Thank you for highlighting the growing challenges of accessing mental health services in Ontario. We need more of these conversations as the demand for service skyrockets and available services decline.
I am concerned that there was a significant part of the story that was not discussed. I represent a network of community-based counselling agencies across Ontario who collectively provide psychotherapy to over 100,000 Ontarians each year with more than 700 registered professionals, in 70 locations, including remote communities.

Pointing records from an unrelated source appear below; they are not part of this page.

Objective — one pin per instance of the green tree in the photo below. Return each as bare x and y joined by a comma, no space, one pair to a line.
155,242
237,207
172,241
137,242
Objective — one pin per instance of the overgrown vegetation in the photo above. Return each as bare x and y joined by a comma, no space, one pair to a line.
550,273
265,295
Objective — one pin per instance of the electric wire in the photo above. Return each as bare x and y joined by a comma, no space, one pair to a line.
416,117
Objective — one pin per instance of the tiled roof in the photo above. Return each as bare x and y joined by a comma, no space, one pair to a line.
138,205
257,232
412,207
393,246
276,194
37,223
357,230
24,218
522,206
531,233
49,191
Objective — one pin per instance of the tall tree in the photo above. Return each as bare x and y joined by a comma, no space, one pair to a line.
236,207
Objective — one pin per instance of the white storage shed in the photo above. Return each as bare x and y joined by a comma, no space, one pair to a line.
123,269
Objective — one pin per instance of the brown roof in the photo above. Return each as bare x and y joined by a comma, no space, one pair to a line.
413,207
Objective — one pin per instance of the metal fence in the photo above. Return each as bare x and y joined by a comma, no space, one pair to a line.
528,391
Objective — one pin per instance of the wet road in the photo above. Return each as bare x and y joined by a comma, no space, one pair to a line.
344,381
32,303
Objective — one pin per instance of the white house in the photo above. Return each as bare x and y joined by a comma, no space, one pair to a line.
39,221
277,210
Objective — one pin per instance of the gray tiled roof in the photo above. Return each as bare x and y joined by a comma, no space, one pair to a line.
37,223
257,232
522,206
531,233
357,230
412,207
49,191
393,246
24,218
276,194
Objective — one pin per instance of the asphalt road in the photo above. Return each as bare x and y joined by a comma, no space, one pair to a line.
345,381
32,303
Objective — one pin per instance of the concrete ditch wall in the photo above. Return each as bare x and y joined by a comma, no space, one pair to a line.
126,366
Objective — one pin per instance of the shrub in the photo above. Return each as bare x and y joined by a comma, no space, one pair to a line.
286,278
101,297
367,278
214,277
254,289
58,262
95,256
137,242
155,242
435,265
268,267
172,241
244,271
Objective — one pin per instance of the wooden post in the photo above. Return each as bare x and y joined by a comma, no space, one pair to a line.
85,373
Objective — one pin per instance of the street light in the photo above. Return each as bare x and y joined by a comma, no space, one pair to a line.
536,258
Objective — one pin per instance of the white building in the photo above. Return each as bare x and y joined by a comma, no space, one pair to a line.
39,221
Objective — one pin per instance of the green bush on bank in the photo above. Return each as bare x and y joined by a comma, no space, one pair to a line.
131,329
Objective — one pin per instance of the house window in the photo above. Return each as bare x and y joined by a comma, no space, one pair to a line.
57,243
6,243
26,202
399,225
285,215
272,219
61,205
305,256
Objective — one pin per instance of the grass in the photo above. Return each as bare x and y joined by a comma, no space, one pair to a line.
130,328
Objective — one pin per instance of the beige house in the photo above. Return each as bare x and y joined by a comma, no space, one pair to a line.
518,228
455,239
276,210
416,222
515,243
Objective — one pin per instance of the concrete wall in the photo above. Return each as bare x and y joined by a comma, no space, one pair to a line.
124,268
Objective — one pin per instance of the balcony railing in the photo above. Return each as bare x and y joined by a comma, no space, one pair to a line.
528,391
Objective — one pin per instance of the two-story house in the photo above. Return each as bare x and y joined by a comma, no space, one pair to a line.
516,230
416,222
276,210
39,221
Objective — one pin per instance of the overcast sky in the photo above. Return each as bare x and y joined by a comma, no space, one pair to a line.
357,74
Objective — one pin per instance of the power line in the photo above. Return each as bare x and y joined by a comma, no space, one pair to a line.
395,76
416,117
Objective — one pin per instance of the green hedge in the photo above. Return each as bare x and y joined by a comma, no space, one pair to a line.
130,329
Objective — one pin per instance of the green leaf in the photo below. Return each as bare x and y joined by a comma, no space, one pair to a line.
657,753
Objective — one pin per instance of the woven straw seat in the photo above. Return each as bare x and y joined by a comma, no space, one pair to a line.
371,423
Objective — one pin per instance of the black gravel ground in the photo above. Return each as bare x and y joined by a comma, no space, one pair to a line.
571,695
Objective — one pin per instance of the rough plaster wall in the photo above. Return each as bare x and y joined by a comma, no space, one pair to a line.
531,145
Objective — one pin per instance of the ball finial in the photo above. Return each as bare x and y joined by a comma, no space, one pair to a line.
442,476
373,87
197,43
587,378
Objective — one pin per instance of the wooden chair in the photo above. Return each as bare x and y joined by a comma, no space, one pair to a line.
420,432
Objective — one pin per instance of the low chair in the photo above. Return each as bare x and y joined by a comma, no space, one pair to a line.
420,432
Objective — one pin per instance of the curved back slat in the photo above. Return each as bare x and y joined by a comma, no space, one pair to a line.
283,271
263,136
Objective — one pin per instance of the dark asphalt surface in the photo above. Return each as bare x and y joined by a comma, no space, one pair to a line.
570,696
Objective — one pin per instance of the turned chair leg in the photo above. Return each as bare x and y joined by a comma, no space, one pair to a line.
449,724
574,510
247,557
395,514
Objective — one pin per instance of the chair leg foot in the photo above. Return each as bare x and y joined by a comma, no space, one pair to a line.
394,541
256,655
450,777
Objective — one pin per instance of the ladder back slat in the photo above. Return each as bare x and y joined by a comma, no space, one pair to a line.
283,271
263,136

The frontline is not only primary care, as suggested. Community-based counselling agencies, such as our family service agencies are also the frontline, with walk-in clinics and, comparatively, minimal wait times for service. A doctor referral or diagnosis is not needed to access our services. Ontarians knock on our doors because they are dealing with an issue that goes beyond their current coping abilities. As noted by one of your callers, they do not always define it as a mental health issue. They have their own definition of the problem, and it may not fit eligibility criteria set out by other service providers. However, family service agencies have cobbled together government funding, earned revenues from sliding scales and charitable donations to fill the gaps in mental health care, regardless of eligibility criteria. For over 50 years we have been the primary source for low to moderate mental health services across Ontario.
While thousands of Ontarians continue to find us, we are sometimes overlooked as an option by other service providers within the broader healthcare system.